The invention provides a data processing method, a data processor and a system. The method includes the steps that write operations of a plurality of source database clusters are monitored respectively; when it is monitored that a write operation exist in any source database cluster, the written data of the source database cluster through the current write operation are obtained; the obtained data are written in a target database cluster, wherein the storage capacity of the target database cluster is larger than or equal to the sum of the storage capacity of the multiple source database clusters; the data in the target database cluster are processed correspondingly and respectively according to data operation commands in the multiple source database clusters. By means of the data processing method, different data in the multiple source database clusters can be written in the same target database cluster, and thus the data are correspondingly and uniformly processed in the same target database cluster.

Description

Data processing method, data processor and system
Technical field
The present invention relates to data processing field, particularly relate to a kind of data processing method, data processor and system.
Background technology
For the storage problem of data large in solution business, usually the data of same business are dispensed to different source database clusters and carry out operational processes.Such as, the data capacity of a certain business has 10T, is to coordinate the use of business, the data of business is put in respectively in ten different source database clusters, puts the data of 1T in each source database cluster.
When needing to carry out the statistical operations such as alternate analysis to each data of this business, need the operation performing alternate analysis according to the statistical operation data extracted in not genbank database cluster one by one, cause the huge complexity of operational ton, and the accuracy rate of data statistics reduces.Even, for partial service, because data volume is excessive, possibly cannot utilize to extract one by one and carry out statistical study operation.

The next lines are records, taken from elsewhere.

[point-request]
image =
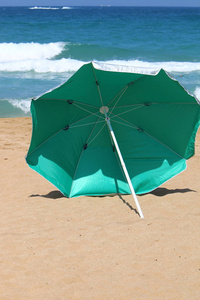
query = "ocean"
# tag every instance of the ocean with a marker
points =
(41, 47)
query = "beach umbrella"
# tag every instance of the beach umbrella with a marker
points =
(105, 132)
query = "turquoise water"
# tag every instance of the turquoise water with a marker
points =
(41, 48)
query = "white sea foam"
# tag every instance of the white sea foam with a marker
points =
(40, 58)
(43, 7)
(197, 93)
(11, 52)
(66, 7)
(23, 104)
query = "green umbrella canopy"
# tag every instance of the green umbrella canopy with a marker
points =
(153, 117)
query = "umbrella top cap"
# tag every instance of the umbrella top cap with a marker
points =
(104, 110)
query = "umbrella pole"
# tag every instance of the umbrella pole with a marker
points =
(124, 166)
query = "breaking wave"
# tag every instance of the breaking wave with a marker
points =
(51, 57)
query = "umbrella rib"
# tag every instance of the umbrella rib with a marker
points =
(143, 131)
(71, 125)
(140, 106)
(84, 149)
(122, 93)
(91, 113)
(97, 83)
(73, 101)
(97, 134)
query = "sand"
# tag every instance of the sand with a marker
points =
(94, 248)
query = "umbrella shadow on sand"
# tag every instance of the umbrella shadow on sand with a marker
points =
(159, 192)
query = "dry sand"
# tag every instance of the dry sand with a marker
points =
(94, 248)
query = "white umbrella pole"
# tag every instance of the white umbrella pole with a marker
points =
(124, 166)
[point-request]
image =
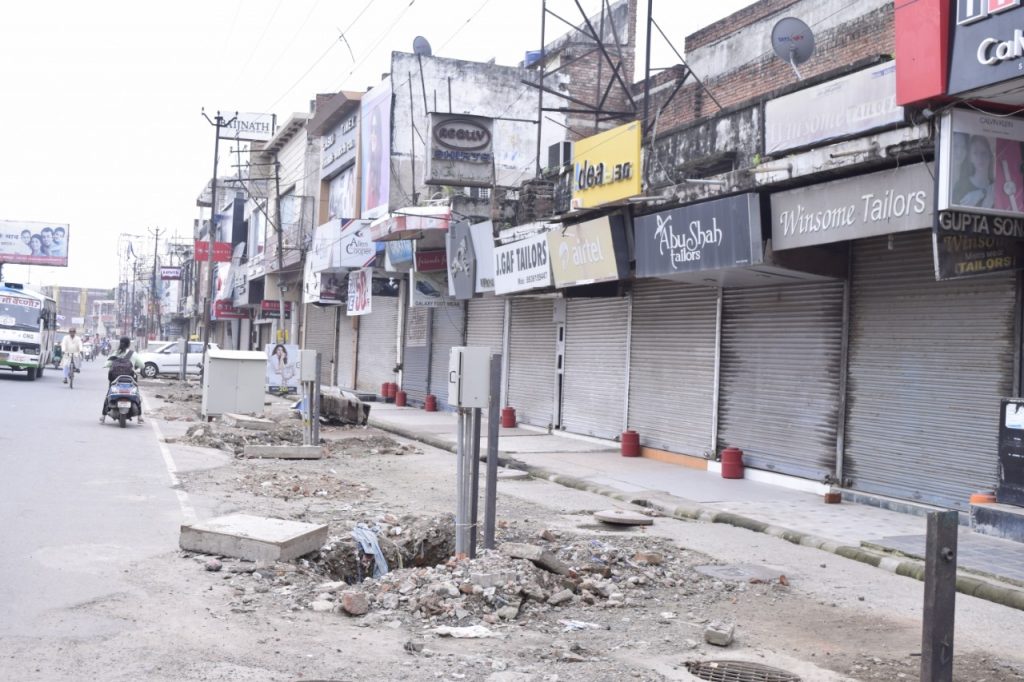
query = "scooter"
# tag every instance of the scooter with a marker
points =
(123, 400)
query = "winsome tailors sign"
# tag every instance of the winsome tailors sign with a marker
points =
(883, 203)
(724, 232)
(606, 167)
(522, 265)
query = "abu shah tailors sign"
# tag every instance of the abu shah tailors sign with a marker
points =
(883, 203)
(606, 167)
(460, 151)
(522, 265)
(720, 233)
(987, 46)
(981, 157)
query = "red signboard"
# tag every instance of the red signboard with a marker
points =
(221, 251)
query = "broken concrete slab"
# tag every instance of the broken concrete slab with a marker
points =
(623, 517)
(541, 557)
(248, 422)
(285, 452)
(253, 538)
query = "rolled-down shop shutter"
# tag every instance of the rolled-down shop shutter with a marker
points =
(416, 359)
(449, 329)
(672, 366)
(378, 345)
(531, 363)
(928, 365)
(346, 349)
(594, 378)
(321, 324)
(780, 376)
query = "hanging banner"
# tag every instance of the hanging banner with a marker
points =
(360, 296)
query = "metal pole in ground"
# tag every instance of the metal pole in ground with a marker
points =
(474, 481)
(491, 494)
(460, 520)
(940, 597)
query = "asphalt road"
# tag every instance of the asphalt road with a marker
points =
(78, 502)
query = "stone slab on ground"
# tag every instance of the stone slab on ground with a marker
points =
(285, 452)
(253, 538)
(248, 422)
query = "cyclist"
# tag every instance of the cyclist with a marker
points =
(71, 347)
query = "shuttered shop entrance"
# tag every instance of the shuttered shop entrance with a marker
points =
(378, 347)
(321, 323)
(929, 363)
(449, 329)
(346, 350)
(780, 376)
(672, 366)
(531, 360)
(594, 381)
(416, 361)
(485, 323)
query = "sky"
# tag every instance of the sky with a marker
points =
(101, 116)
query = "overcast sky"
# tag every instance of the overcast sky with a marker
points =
(101, 107)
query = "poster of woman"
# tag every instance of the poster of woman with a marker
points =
(282, 369)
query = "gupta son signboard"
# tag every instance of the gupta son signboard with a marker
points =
(460, 151)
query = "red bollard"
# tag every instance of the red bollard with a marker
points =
(631, 443)
(508, 418)
(732, 463)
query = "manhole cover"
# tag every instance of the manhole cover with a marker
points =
(737, 671)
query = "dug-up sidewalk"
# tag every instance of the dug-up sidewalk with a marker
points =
(988, 568)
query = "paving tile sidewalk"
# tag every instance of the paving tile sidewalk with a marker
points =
(855, 530)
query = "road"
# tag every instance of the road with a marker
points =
(78, 502)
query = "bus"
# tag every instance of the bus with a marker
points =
(28, 327)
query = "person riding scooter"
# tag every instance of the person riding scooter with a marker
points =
(124, 361)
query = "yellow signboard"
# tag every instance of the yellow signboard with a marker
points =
(606, 166)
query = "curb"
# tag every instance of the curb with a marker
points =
(966, 584)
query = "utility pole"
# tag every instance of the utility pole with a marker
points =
(218, 122)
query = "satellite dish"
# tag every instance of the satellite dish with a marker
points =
(421, 46)
(793, 41)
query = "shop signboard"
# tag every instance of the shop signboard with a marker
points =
(34, 243)
(980, 161)
(883, 203)
(359, 301)
(461, 261)
(848, 105)
(522, 265)
(460, 151)
(606, 166)
(968, 245)
(720, 233)
(986, 46)
(588, 252)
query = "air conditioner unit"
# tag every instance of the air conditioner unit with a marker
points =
(559, 154)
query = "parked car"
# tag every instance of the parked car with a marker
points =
(164, 357)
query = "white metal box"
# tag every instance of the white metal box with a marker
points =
(469, 376)
(233, 381)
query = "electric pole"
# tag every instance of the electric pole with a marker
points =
(218, 122)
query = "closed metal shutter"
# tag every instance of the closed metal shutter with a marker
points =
(594, 381)
(449, 330)
(347, 348)
(531, 360)
(378, 346)
(928, 365)
(672, 366)
(780, 376)
(485, 323)
(320, 335)
(417, 355)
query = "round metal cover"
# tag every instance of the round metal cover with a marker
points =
(738, 671)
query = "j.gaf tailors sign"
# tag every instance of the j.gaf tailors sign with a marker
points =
(724, 232)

To sum up, in prior art, only can disperse to carry out the process operations such as statistical study for the data being scattered in not genbank database cluster, the accuracy rate causing the process for data to operate reduces, and for the business that partial data amount is larger, even cannot carry out process operation, and these problems can cause the operational efficiency that cannot promote business further, prevention business further develops.
Summary of the invention
In view of the above problems, embodiments of the invention propose a kind of data processing method, data processor and system, to overcome the problems referred to above or to solve the problem at least in part.
According to one aspect of the present invention, provide a kind of data processing method, for carrying out overall treatment to the data in separate multiple source database clusters, described method comprises: the write operation of monitoring described multiple source database cluster respectively; Monitor when there is write operation in arbitrary source database cluster, obtain the data of this this write operation of source database cluster write; By the data write target database cluster obtained, wherein, the memory capacity of described target database cluster is not less than the memory capacity sum of described multiple source database cluster; And, according to carrying out respective handling for the operational order of data in described multiple source database cluster to the data in described target database cluster respectively.
Alternatively, described step of monitoring the write operation of described multiple source database cluster respectively comprises further: for source database cluster described in each: the oplog information obtaining this source database cluster every the schedule time, and described oplog information is the response daily record of this source database cluster; This oplog information obtained of comparison and the last oplog information obtained are to obtain comparison result; And, if the oplog information that described comparison result shows twice acquisition is inconsistent, then monitors this source database cluster and there is write operation.
Alternatively, the described step by the data of acquisition write target database cluster comprises further: the identification information of deleting the data of described acquisition; The data of described acquisition are write described target database cluster; And, redistribute identification information according to the data that the identification information of the data stored in described target database cluster is described acquisition.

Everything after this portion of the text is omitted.